Ang Jan Goan (Chinese: 洪渊源,, 1894 - 1984) was an Indonesian Chinese journalist, publisher and political thinker, and director of the influential newspaper Sin Po from 1925 to 1959.
Ang was born on May 25, 1894, in Bandung, Dutch East Indies. His family traced their ancestry to Nan'an, Fujian and his parents, Hong Songmei and Chen Cui Niang, operated a grocery store. He had early education in the Malay language and Hokkien and then enrolled in a Tiong Hoa Hwee Koan school.[1] After finishing at the THHK school he went to China to study at the JNXT (Jinan Xuetang), also known as Kay Lam Hak Tong, a school designed for Overseas Chinese in Nanjing. (The institution is a predecessor of the present day Jinan University.) Ang was still studying there when the 1911 Revolution broke out, forcing him to end his studies and return to the Dutch East Indies.[2] Upon his return to the Indies he became a teacher, first at Ciamis in 1912 and 1913, and then 1917 in Tasikmalaya. During that period he became interested in journalism and writing.
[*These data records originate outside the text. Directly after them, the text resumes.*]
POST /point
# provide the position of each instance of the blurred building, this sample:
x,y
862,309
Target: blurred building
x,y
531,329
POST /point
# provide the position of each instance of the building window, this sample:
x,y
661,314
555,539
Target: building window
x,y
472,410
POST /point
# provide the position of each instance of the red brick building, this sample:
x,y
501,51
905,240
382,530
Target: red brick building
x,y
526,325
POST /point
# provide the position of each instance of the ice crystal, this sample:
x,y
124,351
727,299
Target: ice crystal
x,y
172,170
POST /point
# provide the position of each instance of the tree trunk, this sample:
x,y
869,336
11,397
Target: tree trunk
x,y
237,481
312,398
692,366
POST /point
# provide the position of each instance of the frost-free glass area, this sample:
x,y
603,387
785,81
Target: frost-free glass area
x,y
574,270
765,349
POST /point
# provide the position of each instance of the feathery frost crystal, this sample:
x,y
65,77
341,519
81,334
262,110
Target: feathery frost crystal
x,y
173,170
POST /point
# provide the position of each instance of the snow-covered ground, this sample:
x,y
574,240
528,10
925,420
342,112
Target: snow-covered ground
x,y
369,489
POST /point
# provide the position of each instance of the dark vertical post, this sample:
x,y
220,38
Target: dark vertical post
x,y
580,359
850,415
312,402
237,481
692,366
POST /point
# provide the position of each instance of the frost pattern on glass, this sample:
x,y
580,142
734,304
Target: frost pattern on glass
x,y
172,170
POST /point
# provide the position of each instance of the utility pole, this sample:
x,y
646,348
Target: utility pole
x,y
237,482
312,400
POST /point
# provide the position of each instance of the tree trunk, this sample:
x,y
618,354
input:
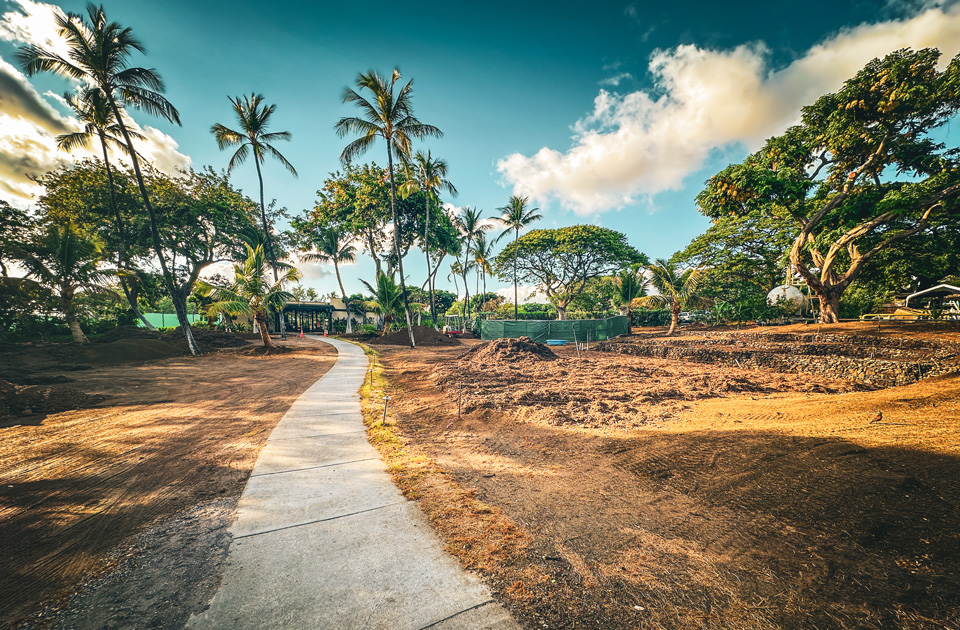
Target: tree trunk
x,y
122,253
71,316
261,317
829,306
180,306
154,228
271,253
396,246
516,302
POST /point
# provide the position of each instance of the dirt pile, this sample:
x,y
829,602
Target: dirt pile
x,y
504,351
424,336
28,400
206,339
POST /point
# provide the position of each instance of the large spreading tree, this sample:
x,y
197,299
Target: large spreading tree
x,y
561,261
859,175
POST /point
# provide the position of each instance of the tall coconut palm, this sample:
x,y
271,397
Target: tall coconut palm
x,y
469,222
253,117
389,116
677,290
252,293
332,248
630,286
99,53
482,257
428,175
516,216
388,299
66,262
93,111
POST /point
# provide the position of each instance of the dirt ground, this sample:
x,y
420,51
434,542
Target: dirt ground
x,y
773,503
163,453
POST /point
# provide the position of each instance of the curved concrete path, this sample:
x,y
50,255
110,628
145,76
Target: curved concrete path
x,y
323,538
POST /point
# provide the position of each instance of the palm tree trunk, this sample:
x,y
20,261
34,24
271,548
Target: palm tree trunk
x,y
396,245
66,300
122,254
154,229
346,304
426,250
261,318
266,231
516,301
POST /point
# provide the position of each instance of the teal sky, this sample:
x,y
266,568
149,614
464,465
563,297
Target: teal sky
x,y
504,78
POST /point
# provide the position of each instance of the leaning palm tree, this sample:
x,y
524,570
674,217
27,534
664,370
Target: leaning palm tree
x,y
99,53
468,222
516,216
677,290
387,300
253,117
429,175
66,262
331,248
93,112
252,293
482,256
630,285
389,116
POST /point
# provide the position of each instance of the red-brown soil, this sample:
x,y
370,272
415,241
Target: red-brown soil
x,y
167,435
423,335
780,506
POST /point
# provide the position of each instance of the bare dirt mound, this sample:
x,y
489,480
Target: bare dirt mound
x,y
28,400
500,351
424,336
208,338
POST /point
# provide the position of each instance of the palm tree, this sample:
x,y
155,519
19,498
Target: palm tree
x,y
332,249
254,118
516,216
93,111
677,290
251,292
99,55
470,226
388,299
65,261
389,116
428,175
630,285
482,254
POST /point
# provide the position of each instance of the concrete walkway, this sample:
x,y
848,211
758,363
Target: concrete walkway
x,y
323,539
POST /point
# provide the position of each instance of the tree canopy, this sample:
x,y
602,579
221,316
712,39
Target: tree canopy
x,y
561,261
860,173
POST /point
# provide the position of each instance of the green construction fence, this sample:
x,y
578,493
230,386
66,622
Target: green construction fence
x,y
167,320
579,330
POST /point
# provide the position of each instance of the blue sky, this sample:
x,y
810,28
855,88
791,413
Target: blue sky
x,y
611,113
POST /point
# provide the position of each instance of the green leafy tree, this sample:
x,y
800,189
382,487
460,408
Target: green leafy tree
x,y
516,215
330,247
387,300
859,175
677,290
92,110
561,261
252,293
388,116
66,262
428,175
99,52
253,117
In 1918 Ang was introduced to Tjoe Bou San, who was then director of the Chinese Indonesian newspaper Sin Po. He also met Kwee Tek Hoay who urged him to relocate to Bogor to help in reorganizing the Hak Bu Tjong Hwee (General Office for Chinese Education Matters), a project in which he was unfortunately unsuccessful. In 1920 he left Bogor and moved back to Bandung.
In 1922 Ang finally joined the editorial board of the newspaper Sin Po. The previous editor and director Tjoe Bou San died in 1925. Kwee Kek Beng became editor in chief while Ang was promoted to be director of the newspaper, a position he stayed in until the end of the publication in 1959, with the exception of the period of Japanese occupation of the Dutch East Indies during the Second World War. Some changes he made to the operation of the paper were an increase in translated Chinese language news, a change in the layout, the addition of editorial comics, and a cut to the pay of the staff. Another decision of his was to purchase a typesetting machine for Sin Po, apparently the first of its kind in the Indies.
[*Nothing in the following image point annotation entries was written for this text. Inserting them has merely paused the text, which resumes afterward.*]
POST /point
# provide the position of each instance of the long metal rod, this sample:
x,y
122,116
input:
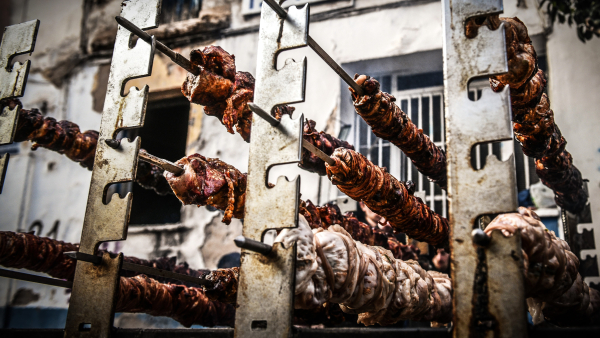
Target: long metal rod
x,y
274,122
35,279
142,269
315,46
176,57
166,165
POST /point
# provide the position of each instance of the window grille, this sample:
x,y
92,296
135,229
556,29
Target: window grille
x,y
422,98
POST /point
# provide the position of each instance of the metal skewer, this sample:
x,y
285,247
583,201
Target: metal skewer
x,y
140,269
176,57
313,44
36,279
274,122
148,158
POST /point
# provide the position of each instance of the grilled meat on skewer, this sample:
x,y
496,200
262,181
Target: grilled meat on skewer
x,y
389,122
362,180
225,94
553,285
208,181
365,280
533,120
65,138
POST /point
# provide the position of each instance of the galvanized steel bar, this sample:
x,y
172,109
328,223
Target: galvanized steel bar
x,y
16,40
264,311
487,281
92,301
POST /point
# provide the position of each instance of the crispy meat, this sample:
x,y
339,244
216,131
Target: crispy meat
x,y
362,180
533,120
65,138
322,141
550,271
27,251
215,82
209,181
232,109
364,280
187,305
389,122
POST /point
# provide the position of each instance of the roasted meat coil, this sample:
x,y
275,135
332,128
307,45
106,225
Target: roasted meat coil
x,y
362,180
65,138
553,285
225,94
365,280
533,120
187,305
208,181
389,122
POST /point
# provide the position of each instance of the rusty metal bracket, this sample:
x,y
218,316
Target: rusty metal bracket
x,y
94,289
499,311
264,311
16,40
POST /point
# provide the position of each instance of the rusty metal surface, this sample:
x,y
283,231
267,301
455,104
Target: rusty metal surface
x,y
472,193
92,302
266,287
16,40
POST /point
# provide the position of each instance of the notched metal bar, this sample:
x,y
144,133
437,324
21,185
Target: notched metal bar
x,y
16,40
94,289
472,193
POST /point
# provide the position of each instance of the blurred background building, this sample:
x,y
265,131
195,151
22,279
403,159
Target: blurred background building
x,y
398,42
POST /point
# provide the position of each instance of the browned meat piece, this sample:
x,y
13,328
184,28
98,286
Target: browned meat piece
x,y
232,108
27,251
64,137
209,181
324,142
187,305
215,82
533,120
390,123
553,284
362,180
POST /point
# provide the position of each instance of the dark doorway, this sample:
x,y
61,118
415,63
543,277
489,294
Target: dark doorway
x,y
164,135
In 1925 Ang and his editor Kwee Kek Beng were sentenced to eight months and a year in prison under Persdelict laws. They had printed a critical article about a Dutch policeman who had accidentally shot and killed an Indonesian hawker while shooting at a stray dog. They appealed the charges and it was overturned by a higher court (the Raad van Justitie), with Kwee Kek Beng having to pay a 500 guilder fine.[3]
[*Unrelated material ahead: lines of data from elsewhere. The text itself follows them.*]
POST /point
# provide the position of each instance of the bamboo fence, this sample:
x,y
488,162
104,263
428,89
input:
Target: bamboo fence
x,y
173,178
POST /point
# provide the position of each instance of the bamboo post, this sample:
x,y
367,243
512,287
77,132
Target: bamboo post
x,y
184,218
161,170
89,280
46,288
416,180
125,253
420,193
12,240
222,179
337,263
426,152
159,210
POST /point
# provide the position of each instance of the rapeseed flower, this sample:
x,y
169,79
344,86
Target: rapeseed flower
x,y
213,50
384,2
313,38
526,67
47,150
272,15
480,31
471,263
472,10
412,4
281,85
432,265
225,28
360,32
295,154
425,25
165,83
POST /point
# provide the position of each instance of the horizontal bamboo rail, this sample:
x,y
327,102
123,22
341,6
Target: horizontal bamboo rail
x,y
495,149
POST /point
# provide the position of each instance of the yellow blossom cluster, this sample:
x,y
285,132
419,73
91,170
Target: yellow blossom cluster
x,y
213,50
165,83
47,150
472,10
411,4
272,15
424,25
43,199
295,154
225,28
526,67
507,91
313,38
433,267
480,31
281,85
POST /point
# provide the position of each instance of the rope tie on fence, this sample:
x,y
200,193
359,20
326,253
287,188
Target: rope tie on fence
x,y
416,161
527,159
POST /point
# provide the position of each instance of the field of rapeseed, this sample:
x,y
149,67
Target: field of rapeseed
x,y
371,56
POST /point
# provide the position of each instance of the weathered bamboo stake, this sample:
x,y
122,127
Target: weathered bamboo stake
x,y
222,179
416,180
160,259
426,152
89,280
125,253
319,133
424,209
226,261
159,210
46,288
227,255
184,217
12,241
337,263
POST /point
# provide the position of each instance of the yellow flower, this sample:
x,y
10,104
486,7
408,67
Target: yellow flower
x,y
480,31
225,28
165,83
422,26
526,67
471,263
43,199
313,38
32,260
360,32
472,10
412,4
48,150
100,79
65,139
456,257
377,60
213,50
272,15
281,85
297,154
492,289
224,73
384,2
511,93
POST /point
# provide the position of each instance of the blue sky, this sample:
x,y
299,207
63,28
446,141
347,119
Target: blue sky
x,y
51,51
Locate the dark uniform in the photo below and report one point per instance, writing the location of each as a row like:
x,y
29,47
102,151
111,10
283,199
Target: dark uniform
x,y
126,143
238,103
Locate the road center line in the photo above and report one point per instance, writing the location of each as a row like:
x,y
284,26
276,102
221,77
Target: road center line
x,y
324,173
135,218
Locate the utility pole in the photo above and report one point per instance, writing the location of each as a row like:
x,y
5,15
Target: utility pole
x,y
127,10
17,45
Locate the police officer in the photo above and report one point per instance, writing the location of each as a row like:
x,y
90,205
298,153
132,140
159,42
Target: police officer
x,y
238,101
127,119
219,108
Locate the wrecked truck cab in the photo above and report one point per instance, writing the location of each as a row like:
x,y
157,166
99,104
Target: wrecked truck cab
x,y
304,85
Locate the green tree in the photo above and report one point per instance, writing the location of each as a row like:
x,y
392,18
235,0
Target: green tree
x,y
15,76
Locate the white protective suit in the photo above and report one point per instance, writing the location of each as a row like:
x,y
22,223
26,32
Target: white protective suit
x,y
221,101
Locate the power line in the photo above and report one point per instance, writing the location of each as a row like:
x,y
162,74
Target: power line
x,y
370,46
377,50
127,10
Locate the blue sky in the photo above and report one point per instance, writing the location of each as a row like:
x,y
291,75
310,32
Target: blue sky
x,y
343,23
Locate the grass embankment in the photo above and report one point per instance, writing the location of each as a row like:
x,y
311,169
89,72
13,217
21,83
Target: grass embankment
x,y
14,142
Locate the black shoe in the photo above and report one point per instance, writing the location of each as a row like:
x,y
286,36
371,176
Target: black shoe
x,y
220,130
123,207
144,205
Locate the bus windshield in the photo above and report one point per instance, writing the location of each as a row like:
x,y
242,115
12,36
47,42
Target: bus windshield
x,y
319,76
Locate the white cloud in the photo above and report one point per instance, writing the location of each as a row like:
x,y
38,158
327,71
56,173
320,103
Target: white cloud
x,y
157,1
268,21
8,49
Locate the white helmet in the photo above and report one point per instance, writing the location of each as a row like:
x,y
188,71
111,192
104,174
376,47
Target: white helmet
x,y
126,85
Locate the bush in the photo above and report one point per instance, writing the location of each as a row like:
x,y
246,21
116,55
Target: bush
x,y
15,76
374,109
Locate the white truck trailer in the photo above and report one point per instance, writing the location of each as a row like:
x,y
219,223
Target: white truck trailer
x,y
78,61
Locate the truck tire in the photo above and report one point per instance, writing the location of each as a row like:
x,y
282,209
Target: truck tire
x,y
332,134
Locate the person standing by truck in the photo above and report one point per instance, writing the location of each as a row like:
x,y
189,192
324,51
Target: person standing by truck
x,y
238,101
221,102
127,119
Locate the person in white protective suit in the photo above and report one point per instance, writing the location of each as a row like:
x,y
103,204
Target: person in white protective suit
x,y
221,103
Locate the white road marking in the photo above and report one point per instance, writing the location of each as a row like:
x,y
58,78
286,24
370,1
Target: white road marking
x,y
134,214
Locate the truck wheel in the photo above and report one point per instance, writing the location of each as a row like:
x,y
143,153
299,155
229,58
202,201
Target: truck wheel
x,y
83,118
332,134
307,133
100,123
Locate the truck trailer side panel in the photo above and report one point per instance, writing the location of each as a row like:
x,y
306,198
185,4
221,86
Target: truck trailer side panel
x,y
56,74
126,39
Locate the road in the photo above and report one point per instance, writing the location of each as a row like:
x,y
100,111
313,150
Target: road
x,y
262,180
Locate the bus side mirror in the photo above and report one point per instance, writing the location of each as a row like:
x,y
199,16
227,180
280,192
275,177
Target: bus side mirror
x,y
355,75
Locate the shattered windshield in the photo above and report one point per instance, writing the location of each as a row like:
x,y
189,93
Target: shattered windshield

In 1928, Ang printed what would become the national anthem of Indonesia, Indonesia Raya. He was not the first to do so, as it had been printed in another newspaper Soeloeh Ra'jat Indonesia a few days earlier.[4]
In 1960 he founded the Surya Prabha publishing company which published Warta Bhakti, an influential left-wing daily in Jakarta which only lasted until 1965. Warta Bhakti was intended to be a modern replacement for the former Sin Po.
Ang was involved in many aspects of Chinese politics in the Indies during his career. It may have been his second trip to China in 1918 that caused him to become more active in Chinese nationalist politics.
He was involved in the Tjoe Sian Hwee, an organization fundraising for China in its war against Japan. Ang himself was later detained by the Japanese during the Japanese occupation of the Dutch East Indies.
Another case that Ang involved himself in was to join a national committee in 1937 dedicating itself to improving treatment of pretrial detainees in the Indies.[5] However, this was also connected to Chinese nationalism as the committee was explicitly a Chinese-only committee, and the event that had spurred them to form the committee was the arrest and rough treatment of some Indies Chinese businessmen who had been attempting to run for electoral office in China.[6]
During the early period of Indonesian independence, he was also elected president of the Hua-Chiao Chu-jin Hui, an organization aiming to normalize relations between Indonesia and China. After Indonesia did normalize its relationship with Beijing in 1950 the organization was renamed Chung-Hua Chiao-Tuan Tsung-Hui or "federation of Chinese associations", and Ang remained its president for another four years.
Ang was also a co-creator of the Lembaga Persahabatan Indonesia-Tiongkok ("Association for the Promotion of friendship between Indonesia and China"). And he was a member of the Persatuan Tionghoa, a political party formed in 1948 by Thio Thiam Tjong which was renamed Partai Demokrat Tionghoa Indonesia ("Chinese Indonesian Democratic party") in 1950. After that party was dissolved in 1954 Ang joined the Baperki until it too was dissolved in 1965.
During the 1965-66 Transition to the New Order in Indonesia, Ang's newspaper Warta Bhakti was shut down by the government and many of its editors and journalists were arrested without trial. Thus, in 1967, Ang emigrated to Canada where his sons were already living. During his time there he wrote his memoirs in English, which have yet to be published in that version, although they have been released in Indonesian (2009)[7] and Chinese translations (1989).[8] He died in Toronto in 1984.